Oil in place on BC-10 is currently estimated at 1.1 billion barrels of oil equivalent (Bboe), with recoverable resources put at 300 MMboe of heavy oil. Phase 2 will see Argonauta O-North developed via 11 new wells (seven horizontal producers and four horizontal injectors) and subsea infrastructure tied back to the Espirito Santo floating, production, storage and offloading (FPSO) vessel. The second phase of development will essentially help Shell to sustain plateau production rates and keep the infrastructure full.

Argonauta O-North has similar heavy crude (16°-18° API) to that of its sister field Argonauta B-West, so the valuable lessons from the B-West development can be applied to O-North. It is anticipated that the four new caissons in Phase 2 will be similar and will recombine the gas to mix with the crude at the pump intake to stabilize the flow.

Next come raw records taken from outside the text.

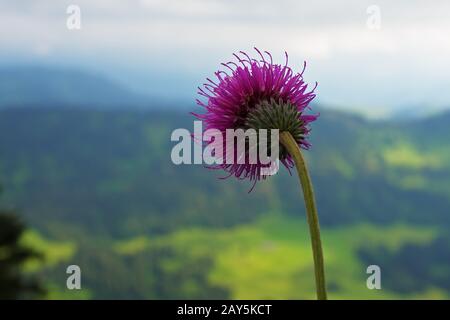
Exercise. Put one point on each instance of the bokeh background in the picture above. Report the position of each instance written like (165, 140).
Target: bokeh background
(85, 122)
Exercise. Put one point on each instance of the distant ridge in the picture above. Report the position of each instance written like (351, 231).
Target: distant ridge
(43, 86)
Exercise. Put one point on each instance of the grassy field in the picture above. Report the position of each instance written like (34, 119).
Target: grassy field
(271, 258)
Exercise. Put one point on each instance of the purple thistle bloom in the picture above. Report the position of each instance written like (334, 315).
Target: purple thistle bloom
(247, 85)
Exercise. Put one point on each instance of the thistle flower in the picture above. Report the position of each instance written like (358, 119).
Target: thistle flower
(258, 94)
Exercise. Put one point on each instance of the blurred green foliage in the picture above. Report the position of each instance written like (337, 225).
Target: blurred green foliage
(100, 191)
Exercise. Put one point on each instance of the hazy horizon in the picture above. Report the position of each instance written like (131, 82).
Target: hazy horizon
(167, 48)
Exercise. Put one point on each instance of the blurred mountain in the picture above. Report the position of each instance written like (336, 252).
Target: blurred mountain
(42, 86)
(102, 184)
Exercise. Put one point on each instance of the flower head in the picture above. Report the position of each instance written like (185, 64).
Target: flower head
(258, 94)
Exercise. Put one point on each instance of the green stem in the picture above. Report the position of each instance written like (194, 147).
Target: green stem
(311, 211)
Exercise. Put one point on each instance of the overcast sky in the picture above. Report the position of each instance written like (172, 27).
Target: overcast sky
(167, 47)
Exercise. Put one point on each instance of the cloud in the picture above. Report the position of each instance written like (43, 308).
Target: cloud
(192, 36)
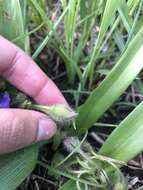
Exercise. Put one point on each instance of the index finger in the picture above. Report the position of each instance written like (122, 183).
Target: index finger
(21, 71)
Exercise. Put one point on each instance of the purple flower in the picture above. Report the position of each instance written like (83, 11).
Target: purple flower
(4, 100)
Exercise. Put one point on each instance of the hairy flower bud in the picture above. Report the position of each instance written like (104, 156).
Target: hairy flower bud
(59, 113)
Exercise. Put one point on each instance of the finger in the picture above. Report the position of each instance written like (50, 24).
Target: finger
(21, 71)
(20, 128)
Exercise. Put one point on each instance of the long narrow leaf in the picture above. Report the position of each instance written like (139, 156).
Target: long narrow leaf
(127, 68)
(126, 141)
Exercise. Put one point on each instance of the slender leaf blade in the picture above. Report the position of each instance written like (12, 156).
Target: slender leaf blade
(126, 141)
(121, 76)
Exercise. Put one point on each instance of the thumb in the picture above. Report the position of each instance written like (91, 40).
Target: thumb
(20, 128)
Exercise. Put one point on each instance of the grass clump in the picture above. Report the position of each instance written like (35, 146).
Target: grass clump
(98, 47)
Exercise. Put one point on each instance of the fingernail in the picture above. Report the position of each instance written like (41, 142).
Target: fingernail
(46, 129)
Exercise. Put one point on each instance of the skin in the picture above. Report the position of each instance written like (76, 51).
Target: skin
(20, 128)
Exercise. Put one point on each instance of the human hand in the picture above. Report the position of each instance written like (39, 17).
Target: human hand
(18, 127)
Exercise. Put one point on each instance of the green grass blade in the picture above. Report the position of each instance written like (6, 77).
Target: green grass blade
(15, 167)
(110, 8)
(124, 72)
(11, 21)
(45, 41)
(70, 184)
(126, 141)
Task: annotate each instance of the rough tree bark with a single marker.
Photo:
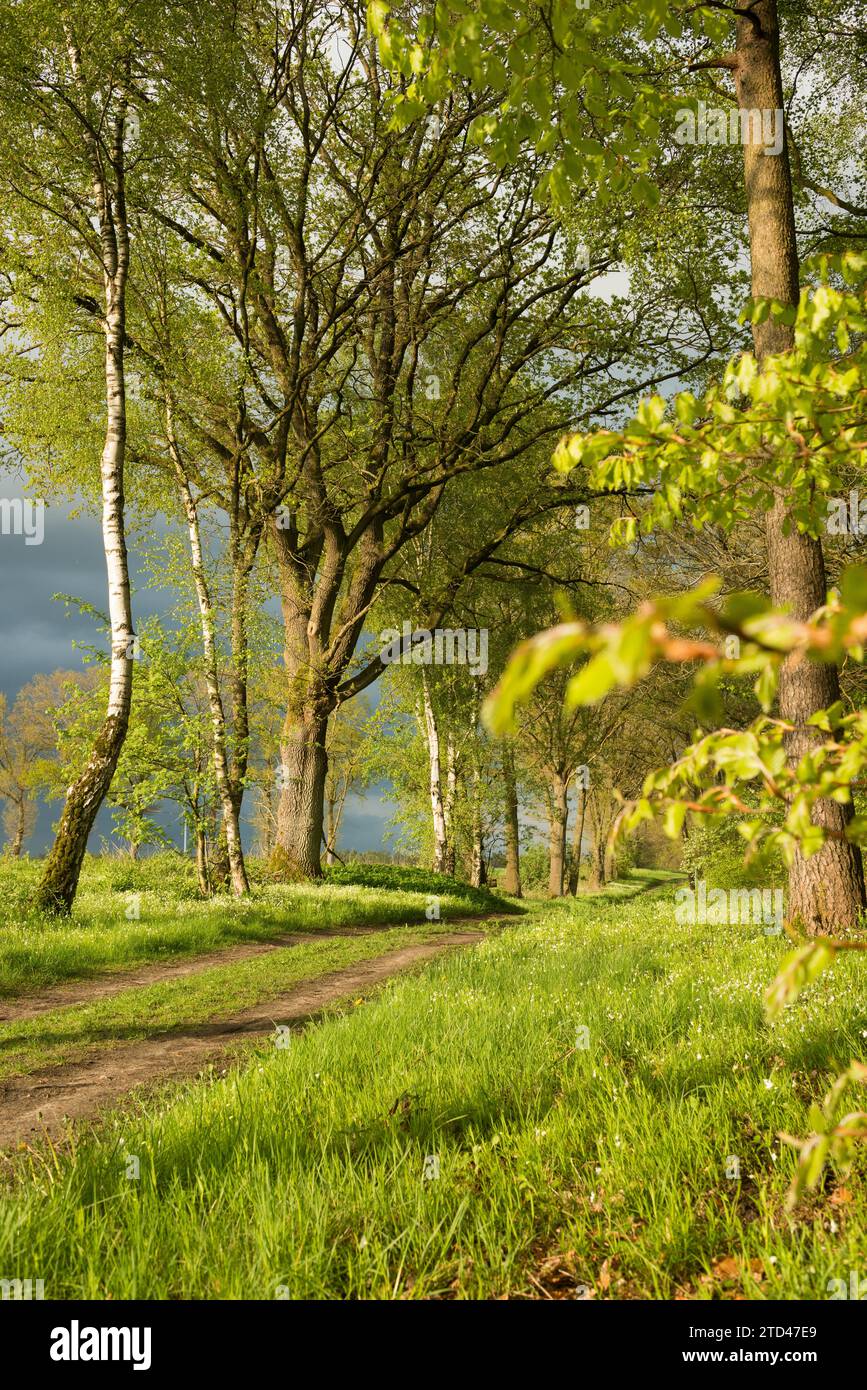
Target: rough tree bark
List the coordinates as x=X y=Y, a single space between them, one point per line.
x=228 y=801
x=577 y=838
x=827 y=890
x=438 y=812
x=59 y=884
x=557 y=827
x=449 y=804
x=20 y=829
x=512 y=873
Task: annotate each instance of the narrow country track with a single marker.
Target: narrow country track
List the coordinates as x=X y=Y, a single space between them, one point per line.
x=45 y=1102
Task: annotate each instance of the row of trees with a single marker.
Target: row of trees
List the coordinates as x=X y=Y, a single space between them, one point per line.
x=336 y=300
x=339 y=345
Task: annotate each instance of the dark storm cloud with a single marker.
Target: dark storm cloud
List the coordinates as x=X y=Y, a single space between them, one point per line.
x=39 y=634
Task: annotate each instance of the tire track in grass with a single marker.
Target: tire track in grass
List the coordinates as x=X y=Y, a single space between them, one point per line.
x=46 y=1102
x=102 y=987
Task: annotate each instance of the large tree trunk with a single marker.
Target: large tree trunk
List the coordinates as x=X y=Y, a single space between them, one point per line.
x=59 y=884
x=478 y=869
x=557 y=823
x=438 y=812
x=449 y=804
x=577 y=838
x=512 y=875
x=303 y=769
x=331 y=831
x=202 y=875
x=229 y=802
x=827 y=890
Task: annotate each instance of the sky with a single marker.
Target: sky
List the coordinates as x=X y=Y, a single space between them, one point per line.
x=39 y=634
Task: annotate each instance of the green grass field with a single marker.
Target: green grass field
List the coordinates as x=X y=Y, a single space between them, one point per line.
x=455 y=1137
x=128 y=915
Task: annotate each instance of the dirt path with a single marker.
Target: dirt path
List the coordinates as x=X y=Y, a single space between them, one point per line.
x=103 y=986
x=42 y=1102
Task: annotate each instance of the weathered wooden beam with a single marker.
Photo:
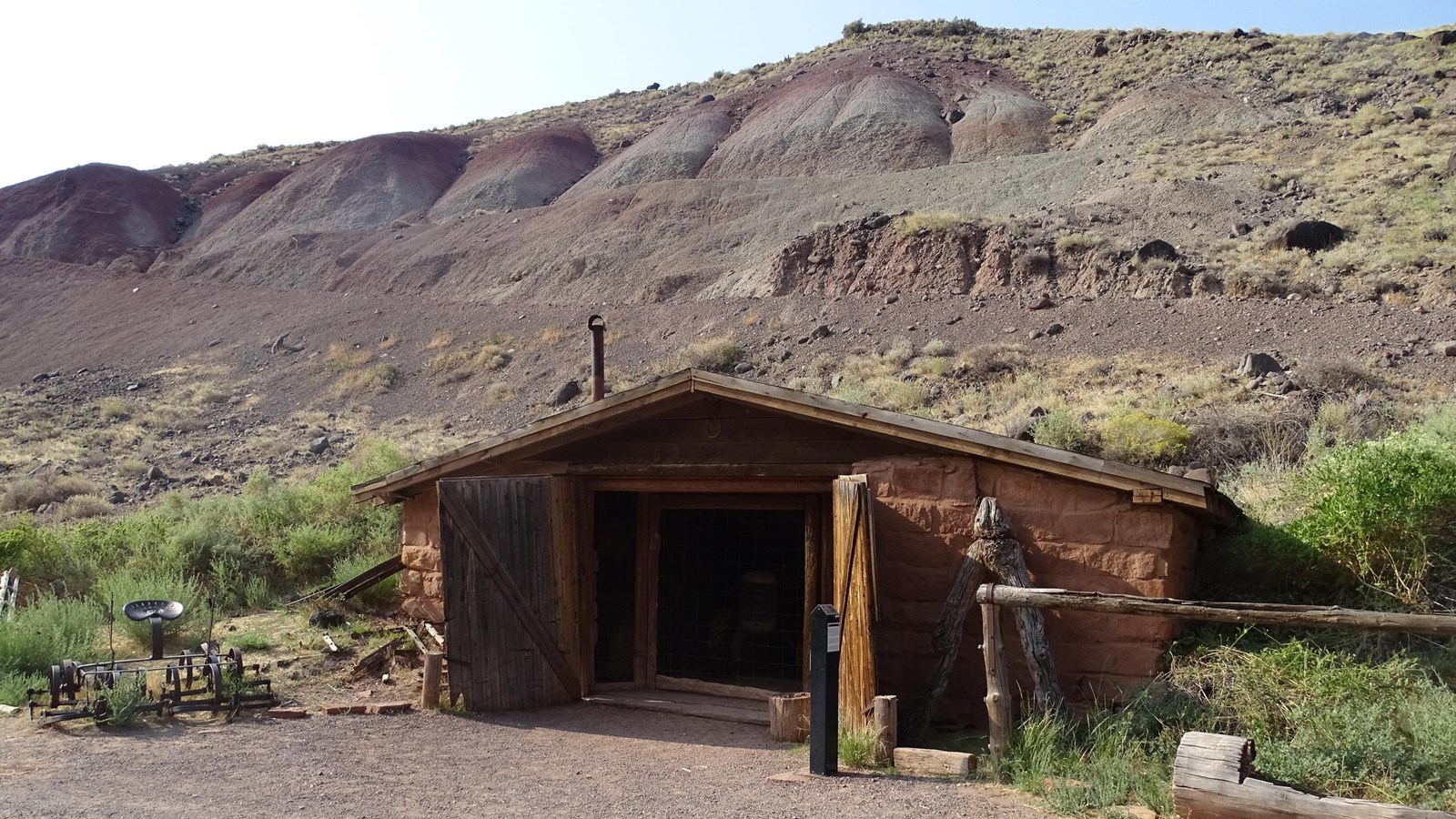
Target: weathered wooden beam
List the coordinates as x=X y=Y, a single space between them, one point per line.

By comparison, the Ostra field produces 24° API crude while Abalone contains light gas condensate of 42° API gravity.

Parque das Conchas has, of course, featured many ground-breaking advances but perhaps of most significance was its “world-first” application of full-scale subsea oil and gas separation and boosting, enabling improved recovery by removing backpressure from the wells.

Artificial lift manifolds (ALMs) host the booster pumps that push the fluids up to the FPSO. The ALMs built for BC-10 weighed in at 140 tons and 235 tons for the Argonauta B-West and Ostra fields, respectively.

Underneath these are the massive separation caissons that lie beneath the seabed. Each is more than 100-m (330-ft) long. Each contains a 1,500-hp electrical, submersible, booster pump (ESP) to lift the produced fluid up through the risers to the FPSO. Some of these ESPs have been running for more than 17 months and still counting, added Pena.

The Ostra caissons played a dual role. These had a gas/liquid, centrifugal, cyclonic (GLCC) separator in the top that separated out a large percentage of the gas and routed it to a gas riser where it flowed naturally up to the FPSO. The GLCC concept was critical to the success of the project.

By removing the gas subsea, the formation of hydrates is minimized. Also gas slugging in the liquid riser is curtailed. After the gas is separated, the oil and water gravitates to the bottom of the caisson where the pump can then boost the liquids to the surface in a liquid riser.